Bayesian Econometrics for Empirical IO -- A Journey¶

Episode 2: Multinomial Discrete Choice¶

In this episode, I will apply the frequentist and Bayesian approaches to a very basic discrete choice problem. No prices, no endogeneity, no random coefficients. Instead, we explore one of the benefits that come with the Bayesian approach: a lighter distributional assumption on the distribution of the unobserved taste shocks.

Discrete Choice Basics¶

A crowd of individuals can choose between $J$ options or an outside option. The choice set is $\mathcal{J} = \{0, 1, \dots, J\}$. Choosing option $j$ brings utility: \begin{align*} u_{ij} &= v_j + \varepsilon_{ij} \end{align*}

Where $v_j$ can be thought of as the objective/systematic value of alternative $j$, while $\varepsilon_{ij}$ reflect the taste shock encountered by individual $i$ when facing option $j$.
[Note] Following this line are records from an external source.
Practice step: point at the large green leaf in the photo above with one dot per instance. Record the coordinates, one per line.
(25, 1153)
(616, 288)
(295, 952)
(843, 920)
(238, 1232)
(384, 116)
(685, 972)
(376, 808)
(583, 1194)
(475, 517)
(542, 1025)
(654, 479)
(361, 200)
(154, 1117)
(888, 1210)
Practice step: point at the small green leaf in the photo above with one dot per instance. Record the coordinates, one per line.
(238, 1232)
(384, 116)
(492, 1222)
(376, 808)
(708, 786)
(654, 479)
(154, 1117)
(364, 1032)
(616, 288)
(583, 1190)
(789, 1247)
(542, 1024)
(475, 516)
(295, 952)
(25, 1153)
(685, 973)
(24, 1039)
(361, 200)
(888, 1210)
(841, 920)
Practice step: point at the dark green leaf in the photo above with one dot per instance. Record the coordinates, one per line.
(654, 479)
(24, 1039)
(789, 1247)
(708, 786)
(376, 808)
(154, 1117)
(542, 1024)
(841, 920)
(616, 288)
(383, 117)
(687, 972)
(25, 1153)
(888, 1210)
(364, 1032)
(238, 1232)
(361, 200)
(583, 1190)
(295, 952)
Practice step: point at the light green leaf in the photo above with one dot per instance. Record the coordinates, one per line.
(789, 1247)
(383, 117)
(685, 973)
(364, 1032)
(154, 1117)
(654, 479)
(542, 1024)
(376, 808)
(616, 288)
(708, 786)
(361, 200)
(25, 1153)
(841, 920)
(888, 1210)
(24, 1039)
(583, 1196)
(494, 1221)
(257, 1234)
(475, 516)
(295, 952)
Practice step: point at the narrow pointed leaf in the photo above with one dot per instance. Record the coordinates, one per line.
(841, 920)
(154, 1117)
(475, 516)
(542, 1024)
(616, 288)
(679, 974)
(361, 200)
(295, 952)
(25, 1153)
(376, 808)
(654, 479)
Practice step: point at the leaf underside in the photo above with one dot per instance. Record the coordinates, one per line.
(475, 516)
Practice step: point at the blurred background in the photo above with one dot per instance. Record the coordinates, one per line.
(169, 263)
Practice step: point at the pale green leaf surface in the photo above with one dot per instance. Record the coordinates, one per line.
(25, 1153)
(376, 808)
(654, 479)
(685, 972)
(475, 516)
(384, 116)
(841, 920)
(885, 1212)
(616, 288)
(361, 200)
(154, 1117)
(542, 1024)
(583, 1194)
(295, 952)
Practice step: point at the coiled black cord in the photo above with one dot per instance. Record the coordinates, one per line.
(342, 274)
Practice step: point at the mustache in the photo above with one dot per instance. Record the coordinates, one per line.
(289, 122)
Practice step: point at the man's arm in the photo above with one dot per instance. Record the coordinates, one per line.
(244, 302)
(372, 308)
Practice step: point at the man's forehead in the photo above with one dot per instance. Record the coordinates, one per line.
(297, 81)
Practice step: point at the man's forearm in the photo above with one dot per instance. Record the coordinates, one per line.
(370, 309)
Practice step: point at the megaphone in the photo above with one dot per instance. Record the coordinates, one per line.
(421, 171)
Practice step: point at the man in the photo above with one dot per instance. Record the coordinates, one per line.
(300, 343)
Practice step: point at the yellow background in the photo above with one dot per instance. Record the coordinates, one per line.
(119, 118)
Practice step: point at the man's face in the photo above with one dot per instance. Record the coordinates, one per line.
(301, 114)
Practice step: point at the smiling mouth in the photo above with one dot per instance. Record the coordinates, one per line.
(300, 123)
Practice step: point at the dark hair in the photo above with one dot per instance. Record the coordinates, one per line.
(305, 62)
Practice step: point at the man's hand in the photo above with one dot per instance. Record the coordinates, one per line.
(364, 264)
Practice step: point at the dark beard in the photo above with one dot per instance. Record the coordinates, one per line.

The Frequentist Approach: Maximum Likelihood Estimation¶

The approach typically followed consists in:

  • Making an assumption on the distribution of the unobserved component $\varepsilon_{ij}$
  • Write the likelihood function, and maximize it to recover the vector of systematic utilities $\widehat{v}$

Assumptions are generally:

  • Logit: $\varepsilon_{ij} \sim_{\text{iid}} \text{Gumbel}$
  • Probit: $\varepsilon_{ij} \sim_{\text{iid}} \mathcal{N}(0, 1)$
In [1]:
import jax
import jax.numpy as jnp
import blackjax #Bayesian samplers
import optax #optimization library for JAX

import math
import numpy as np
import matplotlib.pyplot as plt
import seaborn as sns
import pandas as pd
In [2]:
#Data Generating Process

N = 10_000 #10,000 individuals: the data exercise we're about to simulate has little identifying variation (only the market shares)
            #So we need to have a lot of observations so each alternative gets chosen enough.
J = 5 #5 alternatives

key = jax.random.key(123)
eps_logit = jax.random.gumbel(key, shape=(N,J+1))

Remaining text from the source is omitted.